Samantha frequently posts photos of the elf on her Instagram, hoping it sparks conversation between the parents and the kids. 

She added: 'If we start with small conversations, whether it be Elf on the Shelf or inclusive toys or a character in a book that they see, that's just going to help a future generation be inclusive'

She stated that if we started with small talks, regardless of whether Elf on a Shelf is inclusive toys or inclusive books, then that will help future generations be more inclusive.

“I think that inclusion and normalizing the disability will only make our children more accepting of people with disabilities.

Samantha stated that Stella is frequently questioned by curious children.
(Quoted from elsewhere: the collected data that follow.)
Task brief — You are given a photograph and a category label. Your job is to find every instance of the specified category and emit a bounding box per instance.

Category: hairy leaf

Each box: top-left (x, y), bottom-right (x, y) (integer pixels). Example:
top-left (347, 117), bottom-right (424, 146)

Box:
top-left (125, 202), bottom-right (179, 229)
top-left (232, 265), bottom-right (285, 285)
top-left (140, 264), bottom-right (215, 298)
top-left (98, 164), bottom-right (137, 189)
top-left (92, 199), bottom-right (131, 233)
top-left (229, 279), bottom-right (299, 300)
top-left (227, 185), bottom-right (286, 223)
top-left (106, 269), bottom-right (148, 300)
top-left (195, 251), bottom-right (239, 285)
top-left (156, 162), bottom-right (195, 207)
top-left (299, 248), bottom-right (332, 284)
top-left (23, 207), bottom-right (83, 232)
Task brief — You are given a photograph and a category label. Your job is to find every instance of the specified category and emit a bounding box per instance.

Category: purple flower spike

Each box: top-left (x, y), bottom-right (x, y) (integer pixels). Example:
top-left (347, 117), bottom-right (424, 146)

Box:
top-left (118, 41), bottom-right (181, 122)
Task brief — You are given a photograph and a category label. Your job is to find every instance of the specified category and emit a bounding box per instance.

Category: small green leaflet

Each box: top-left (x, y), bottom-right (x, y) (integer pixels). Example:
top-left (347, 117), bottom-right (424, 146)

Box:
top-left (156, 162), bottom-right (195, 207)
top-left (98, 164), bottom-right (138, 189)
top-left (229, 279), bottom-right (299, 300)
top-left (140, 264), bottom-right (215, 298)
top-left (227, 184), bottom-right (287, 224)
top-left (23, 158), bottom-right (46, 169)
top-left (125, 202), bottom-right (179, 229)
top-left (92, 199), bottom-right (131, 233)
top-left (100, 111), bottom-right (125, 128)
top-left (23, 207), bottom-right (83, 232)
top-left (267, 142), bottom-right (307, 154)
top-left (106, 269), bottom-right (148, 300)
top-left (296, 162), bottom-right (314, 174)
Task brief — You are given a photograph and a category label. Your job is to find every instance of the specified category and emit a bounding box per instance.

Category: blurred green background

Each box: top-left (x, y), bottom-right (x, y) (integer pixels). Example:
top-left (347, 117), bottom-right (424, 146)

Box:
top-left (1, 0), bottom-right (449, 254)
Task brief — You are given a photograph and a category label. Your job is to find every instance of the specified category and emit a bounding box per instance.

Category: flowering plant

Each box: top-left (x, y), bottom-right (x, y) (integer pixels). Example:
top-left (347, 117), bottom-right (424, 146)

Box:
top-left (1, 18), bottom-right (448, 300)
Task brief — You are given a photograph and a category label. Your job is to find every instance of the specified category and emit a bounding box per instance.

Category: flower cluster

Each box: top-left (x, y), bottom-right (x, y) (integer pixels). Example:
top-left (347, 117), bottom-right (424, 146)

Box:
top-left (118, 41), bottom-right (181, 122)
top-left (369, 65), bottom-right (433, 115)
However, she recalled a moment when Stella was with a child years ago at a doctor’s office.

Samantha heard Stella’s mom asking why Stella was disabled and the young girl noticed. Stella was in a wheelchair and Samantha asked her mother why.

She recalled, “I really appreciated it because that gave me the chance to have a discussion with Stella about why she was in a chair.”

“And she didn’t care why Stella was in the wheelchair. “She just loved purple wheels.

Samantha said, “We are a lot more difficult on ourselves.” Start with small conversations. It doesn’t matter if it’s Elf at the Shelf, inclusive toys, or their favourite TV character. That’s going to make it easier for future generations to be inclusive, be kind, and be good people.